Chapitre 12 : La Peste ou le Choléra ?
~ Solbritt ~
Ces derniers mois, les Lycanthropes voyaient peu leur Alpha. Il restait le plus souvent dans son chalet, enfermé à double tour dans son bureau. Il ne laissait même pas entrer Liv, qui était pourtant sa femme depuis maintenant vingt-deux ans.
Les seuls dont il acceptait toujours les contacts étaient Rolf, son premier Bêta et Nathan, son premier-né. Sa femme s'inquiétait et dépérissait à vue d'oeil au fil des jours. Elle sentait que l'attitude de son mari et chef n'était plus rationnelle.
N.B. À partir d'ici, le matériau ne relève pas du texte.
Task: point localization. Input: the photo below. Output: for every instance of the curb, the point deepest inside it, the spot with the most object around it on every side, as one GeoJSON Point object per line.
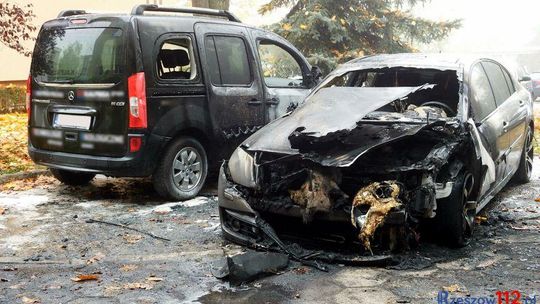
{"type": "Point", "coordinates": [22, 175]}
Son inquiétude troublait tous les Gammas et les Bêtas peinaient à maintenir la stabilité du groupe. En un mot, la Meute était devenue instable.
Les semaines avaient passé et les loups se demandaient ce qu'ils adviendraient d'eux. Chacun avaient eu l'occasion d'apercevoir leur Alpha, qui n'était plus que l'ombre de lui-même. La cicatrice qui couvrait la moitié de son visage déformait ses traits, le rendaient inconnaissable. Il refusait de voir Adrian, son fils de quatre ans et demi qui se languissait de lui. Le père qu'il était ne voulait pas faire face à ses yeux d'enfant qui le verrait comme un monstre, une obscénité.
Ces derniers temps, il sortait régulièrement de chez lui et faisait le tour de son territoire. Il avait commencé à revoir ses sujets, la précieuse Meute qu'il avait protégé au dépend de sa santé. Sous son pull couleur sable, il camouflait un bras mangé par les cicatrices de brûlures, qui s'étendaient de ses épaules à son poignet.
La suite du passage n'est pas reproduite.